The report meant to expose the weaponization of justice may be the clearest example of it yet.

What the Report Says—and What It Doesn't

Last week, the Trump Justice Department's "Weaponization Working Group" released its first major findings. The 800-page document claims that the Biden administration engaged in "shameful" abuses of prosecutorial power by targeting anti-abortion Christians under the Freedom of Access to Clinic Entrances Act—a 1994 law that prohibits physically blocking entry to reproductive health facilities. Acting Attorney General Todd Blanche announced the report, fired at least four prosecutors involved in FACE Act cases, and promised more accountability to come.

The backstory: Trump signed an executive order on his first day back in office demanding an investigation into the Biden administration's alleged "weaponization" of the federal government. Pam Bondi set up the working group shortly after her confirmation. Then Trump fired Bondi earlier this month—reportedly for not moving aggressively enough against his enemies—and Blanche stepped in. At his first press conference as acting AG, Blanche told reporters they'd start seeing results "very soon." This report is that result.

The core accusations are three: that Biden's DOJ prosecuted an unusually high number of anti-abortion activists under FACE; that it sought harsher sentences for anti-abortion defendants than for pro-abortion-rights ones; and that it failed to pursue vandalism cases against anti-abortion pregnancy centers with equal vigor.

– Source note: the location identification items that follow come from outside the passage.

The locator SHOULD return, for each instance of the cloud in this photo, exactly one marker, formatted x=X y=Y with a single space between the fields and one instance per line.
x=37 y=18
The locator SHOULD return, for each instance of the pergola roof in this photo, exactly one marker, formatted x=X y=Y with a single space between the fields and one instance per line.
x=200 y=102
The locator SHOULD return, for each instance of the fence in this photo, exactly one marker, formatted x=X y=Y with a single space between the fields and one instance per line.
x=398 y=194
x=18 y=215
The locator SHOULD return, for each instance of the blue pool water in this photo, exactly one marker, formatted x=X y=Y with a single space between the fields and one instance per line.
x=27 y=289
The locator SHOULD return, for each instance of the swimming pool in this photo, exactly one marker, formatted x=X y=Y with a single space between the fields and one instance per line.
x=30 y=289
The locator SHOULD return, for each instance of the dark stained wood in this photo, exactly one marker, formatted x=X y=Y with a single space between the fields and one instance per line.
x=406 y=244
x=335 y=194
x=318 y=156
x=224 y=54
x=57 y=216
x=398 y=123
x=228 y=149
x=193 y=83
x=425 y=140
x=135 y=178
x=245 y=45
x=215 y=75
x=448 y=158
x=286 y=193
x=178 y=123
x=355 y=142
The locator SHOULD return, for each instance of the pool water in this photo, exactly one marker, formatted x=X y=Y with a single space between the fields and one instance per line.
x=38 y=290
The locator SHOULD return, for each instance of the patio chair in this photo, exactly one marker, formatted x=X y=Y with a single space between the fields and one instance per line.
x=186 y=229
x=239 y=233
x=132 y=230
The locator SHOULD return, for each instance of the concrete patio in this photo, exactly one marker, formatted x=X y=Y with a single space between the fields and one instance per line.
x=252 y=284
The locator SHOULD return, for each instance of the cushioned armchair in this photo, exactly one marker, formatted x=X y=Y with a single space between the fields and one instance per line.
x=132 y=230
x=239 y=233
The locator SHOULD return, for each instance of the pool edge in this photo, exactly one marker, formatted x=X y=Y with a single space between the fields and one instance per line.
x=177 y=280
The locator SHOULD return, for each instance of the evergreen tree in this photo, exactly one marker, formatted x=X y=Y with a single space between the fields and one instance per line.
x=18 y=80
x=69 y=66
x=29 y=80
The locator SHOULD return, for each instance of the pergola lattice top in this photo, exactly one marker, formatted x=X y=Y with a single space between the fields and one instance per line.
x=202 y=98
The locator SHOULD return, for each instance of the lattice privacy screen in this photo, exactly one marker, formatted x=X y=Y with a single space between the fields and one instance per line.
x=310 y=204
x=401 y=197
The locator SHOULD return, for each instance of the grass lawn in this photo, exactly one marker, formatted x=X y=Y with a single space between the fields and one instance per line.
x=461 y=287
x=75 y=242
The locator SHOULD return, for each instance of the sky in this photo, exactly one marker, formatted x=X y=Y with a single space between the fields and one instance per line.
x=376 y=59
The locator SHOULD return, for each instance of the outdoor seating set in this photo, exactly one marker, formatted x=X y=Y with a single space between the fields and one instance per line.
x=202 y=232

Where the Argument Falls Apart

Each of these claims has a straightforward answer that the report either ignores or buries.

On the surge in FACE Act prosecutions: yes, the numbers went up under Biden. But 2022 was the year the Supreme Court was preparing to overturn Roe v. Wade in Dobbs v. Jackson Women's Health Organization, and anti-abortion groups dramatically scaled up clinic blockades in anticipation. More blockades meant more prosecutions. The report treats the increased caseload as evidence of bias without asking why the caseload increased.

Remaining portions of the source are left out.